John Waldon, speaking for the South West Uplands Federation, talked about iconic landscapes. Julia Aglionby, Director of the National Centre for the Uplands flagged how bizarre it is that current support payments are inversely correlated with the benefits farmers provide to society. Patrick Krausse, Scottish Crofters talked about farming in these areas as the thread that holds together communities and maintains threatened wildlife. Everyone highlighted the impressive array of public benefits that could be lost if the farmers who provide the necessary management face ever-increasing costs and lower public support.
Around the UK
Momentum has been gathering pace with key events around the country too. And the RSPB has been fully involved in highlighting the benefits that HNV farmers – and the schemes that support them – bring to the environment and society.

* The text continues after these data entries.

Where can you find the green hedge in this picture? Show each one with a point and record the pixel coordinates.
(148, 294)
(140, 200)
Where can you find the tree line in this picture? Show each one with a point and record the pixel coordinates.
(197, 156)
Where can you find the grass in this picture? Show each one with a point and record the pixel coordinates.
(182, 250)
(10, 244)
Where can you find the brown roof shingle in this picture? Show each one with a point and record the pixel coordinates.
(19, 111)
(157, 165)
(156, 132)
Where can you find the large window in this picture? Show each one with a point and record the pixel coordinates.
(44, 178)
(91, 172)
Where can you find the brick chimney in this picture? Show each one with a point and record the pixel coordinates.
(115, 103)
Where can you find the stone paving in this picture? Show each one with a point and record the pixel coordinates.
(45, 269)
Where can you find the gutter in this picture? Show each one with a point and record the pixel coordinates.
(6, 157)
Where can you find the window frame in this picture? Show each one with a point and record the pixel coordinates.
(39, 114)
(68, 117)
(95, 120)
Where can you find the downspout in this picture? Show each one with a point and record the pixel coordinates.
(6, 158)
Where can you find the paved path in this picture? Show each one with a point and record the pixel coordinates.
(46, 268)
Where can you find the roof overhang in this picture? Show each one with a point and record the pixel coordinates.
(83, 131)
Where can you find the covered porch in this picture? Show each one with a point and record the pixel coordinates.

Wales Environment Link (WEL) – Land Use & Biodiversity group held a joint workshop with the Institute of Biological, Environmental and Rural Sciences (IBERS) in Aberystwyth last week. RSPB Cymru, Rural Wales, CEH & IBERS gave thought and debate provoking presentations. The RSPB will also be at the Royal Welsh show in July where we are keen to develop these thoughts with Welsh farmers.
In Scotland, Rob Gibson (pictured above; MSP for Caithness, Sutherland and Ross and Convenor of the Rural Affairs, Climate Change and the Environment Committee) hosted a HNV farming event at Scottish Parliament this week. Douglas Irvine from Shetland Isles, presented the economic and social impacts in the agricultural sector for the Highlands and Islands. He made a case to the Scottish Government, UK & EU for a more equitable system of support in Scotland, to reverse some of the trends happening now, such as whole scale abandonment of land and loss of full time agricultural workers and livestock from these areas.
If your farm is an important home for wildlife, why don't you write to Owen Patterson MP, Alun Davies AM, Richard Lochhead MSP or Michelle O’Neill MLA and let them know how important public support for environmentally friendly farmers is.